Some people think it’s a category mistake even to address Donald Trump’s trade policy as an actual thing rather than a mess of prejudices and contradictions, and that for other governments to employ logic and game theory in engaging with it is like trying to play chess with an angry rhino. They may have a point. It’s not a thing of clarity and beauty. Still, if the Republican candidate does get elected, his policy positions will at least delineate the landscape for his administration’s internal battles.
At the moment Trump is promising at least five sometimes contradictory or outright impossible policies: raising tariffs against all trading partners to 10 or 20 per cent, increasing tariffs on Chinese imports to 60 per cent or higher, replacing the federal income tax with tariff revenue (which literally cannot be done), passing a “reciprocal trade act” that will put tariffs on trading partners equivalent to theirs on the US and, sometimes, depreciating the dollar.

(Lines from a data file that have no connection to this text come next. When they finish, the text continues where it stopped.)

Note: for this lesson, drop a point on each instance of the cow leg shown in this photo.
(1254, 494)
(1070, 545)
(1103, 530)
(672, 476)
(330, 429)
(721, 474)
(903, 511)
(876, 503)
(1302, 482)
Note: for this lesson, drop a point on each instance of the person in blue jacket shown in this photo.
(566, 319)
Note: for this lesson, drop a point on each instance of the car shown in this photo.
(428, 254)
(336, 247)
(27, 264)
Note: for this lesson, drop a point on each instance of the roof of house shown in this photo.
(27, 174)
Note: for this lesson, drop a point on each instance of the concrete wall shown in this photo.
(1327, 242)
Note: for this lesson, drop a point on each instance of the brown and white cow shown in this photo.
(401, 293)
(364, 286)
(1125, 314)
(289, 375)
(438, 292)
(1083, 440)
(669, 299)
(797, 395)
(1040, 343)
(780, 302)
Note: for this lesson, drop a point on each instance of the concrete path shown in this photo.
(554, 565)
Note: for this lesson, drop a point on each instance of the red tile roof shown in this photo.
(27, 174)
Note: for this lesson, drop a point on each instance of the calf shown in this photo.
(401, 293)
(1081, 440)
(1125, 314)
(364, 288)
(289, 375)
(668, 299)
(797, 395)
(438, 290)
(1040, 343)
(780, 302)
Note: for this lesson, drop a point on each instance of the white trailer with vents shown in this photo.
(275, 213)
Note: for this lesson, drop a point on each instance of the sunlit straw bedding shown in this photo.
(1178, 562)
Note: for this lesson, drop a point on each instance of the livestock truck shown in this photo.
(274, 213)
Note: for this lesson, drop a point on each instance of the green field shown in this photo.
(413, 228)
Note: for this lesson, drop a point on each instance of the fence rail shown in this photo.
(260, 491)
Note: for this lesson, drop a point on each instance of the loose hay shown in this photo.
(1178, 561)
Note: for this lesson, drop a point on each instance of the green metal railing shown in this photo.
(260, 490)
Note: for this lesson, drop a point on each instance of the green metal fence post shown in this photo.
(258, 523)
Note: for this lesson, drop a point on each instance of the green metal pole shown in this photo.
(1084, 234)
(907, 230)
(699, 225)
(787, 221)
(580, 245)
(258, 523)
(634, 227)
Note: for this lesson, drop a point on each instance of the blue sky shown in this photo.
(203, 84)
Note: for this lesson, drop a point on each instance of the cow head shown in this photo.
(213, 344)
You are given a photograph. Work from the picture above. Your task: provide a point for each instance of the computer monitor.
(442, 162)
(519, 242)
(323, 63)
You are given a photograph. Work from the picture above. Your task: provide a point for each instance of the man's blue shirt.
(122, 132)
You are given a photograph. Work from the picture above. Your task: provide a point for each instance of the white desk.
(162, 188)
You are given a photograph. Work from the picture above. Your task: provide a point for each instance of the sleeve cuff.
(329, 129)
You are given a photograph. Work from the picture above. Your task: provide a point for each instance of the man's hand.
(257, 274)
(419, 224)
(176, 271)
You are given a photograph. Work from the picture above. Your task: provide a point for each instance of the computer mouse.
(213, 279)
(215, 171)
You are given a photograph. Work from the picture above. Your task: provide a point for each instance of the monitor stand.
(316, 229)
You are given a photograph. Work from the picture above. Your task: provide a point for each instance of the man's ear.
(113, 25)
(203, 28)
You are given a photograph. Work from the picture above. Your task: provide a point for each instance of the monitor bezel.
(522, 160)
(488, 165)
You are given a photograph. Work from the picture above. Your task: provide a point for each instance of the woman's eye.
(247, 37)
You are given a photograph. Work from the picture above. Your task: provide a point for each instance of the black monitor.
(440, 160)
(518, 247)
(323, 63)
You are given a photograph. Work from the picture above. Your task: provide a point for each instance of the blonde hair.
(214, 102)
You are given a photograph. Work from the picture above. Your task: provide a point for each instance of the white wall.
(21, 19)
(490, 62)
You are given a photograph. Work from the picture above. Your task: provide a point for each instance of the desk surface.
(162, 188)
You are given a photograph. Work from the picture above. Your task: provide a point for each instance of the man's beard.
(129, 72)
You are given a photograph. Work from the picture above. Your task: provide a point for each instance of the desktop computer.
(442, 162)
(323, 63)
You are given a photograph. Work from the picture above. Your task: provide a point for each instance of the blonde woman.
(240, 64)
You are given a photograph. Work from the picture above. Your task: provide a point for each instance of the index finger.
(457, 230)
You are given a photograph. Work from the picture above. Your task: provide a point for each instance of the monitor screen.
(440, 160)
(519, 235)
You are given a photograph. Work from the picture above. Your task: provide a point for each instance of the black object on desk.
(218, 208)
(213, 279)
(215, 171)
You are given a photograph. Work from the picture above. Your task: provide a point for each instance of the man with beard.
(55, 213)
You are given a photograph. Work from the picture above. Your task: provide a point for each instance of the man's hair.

The varied aims of this array of weapons include, but are not limited to, closing trade deficits, weakening China relative to the US, forcing general tariff reductions and boosting median incomes in the US.
Trump has a reputation for being an unrepentant protectionist, but trade policy in his first term was characterised by a continual tension between ideas and people. Different characters were openly in conflict, ranging from out-and-out tariff warriors such as Peter Navarro, director of the shortlived White House National Trade Council, to avowed free-traders like Larry Kudlow, head of the National Economic Council. As I wrote on Monday, the EU, through lobbying Kudlow, in 2018 managed to escape threatened car tariffs aggressively pushed by Navarro by offering (baseless) promises of commodities purchases plus a (doomed) zero-tariff deal on industrial goods.